Coverage in the newspaper and periodical press both in the days leading up to the concerts and in those that followed was unprecedented. There was correspondence concerning retention of the tickets, which included designs by well-known artists and engravers, it was announced that ladies with hats would not be admitted and they were requested to come “without feathers and wearing small hoops, if any”. Reviewing the first concert, the Gentleman’s Magazine could not “in any adequate terms describe the grandeur of the spectacle” the King appearing to be in an “extasy of astonishment” on seeing the sight before him. The Commemoration was widely reported in provincial newspapers, the Hampshire Chronicle also having difficulty in finding the words to describe the sight.
Not all of the coverage was so positive.

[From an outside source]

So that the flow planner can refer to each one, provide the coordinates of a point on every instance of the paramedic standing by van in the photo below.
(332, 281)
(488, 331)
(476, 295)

The Universal Magazine suggested that the grandeur of the undertaking was out of proportion to the object, whilst the radical newspaper, Parker’s General Advertiser, dwelt on the vapour which overcame delicate constitutions and the heat which caused many people to faint, something which Charles Burney preferred to put down to the effect of the “choral power of harmonical combinations”.
The success of the Commemoration was such that it was repeated in the following three years and in the early 1790s, by which time there were smaller audiences and, in the era of the French Revolution, more opposition to displays of aristocratic patronage. Nevertheless, it established a tradition of large-scale performances of Handel’s choral works, with Burney’s book providing a record of the first such event.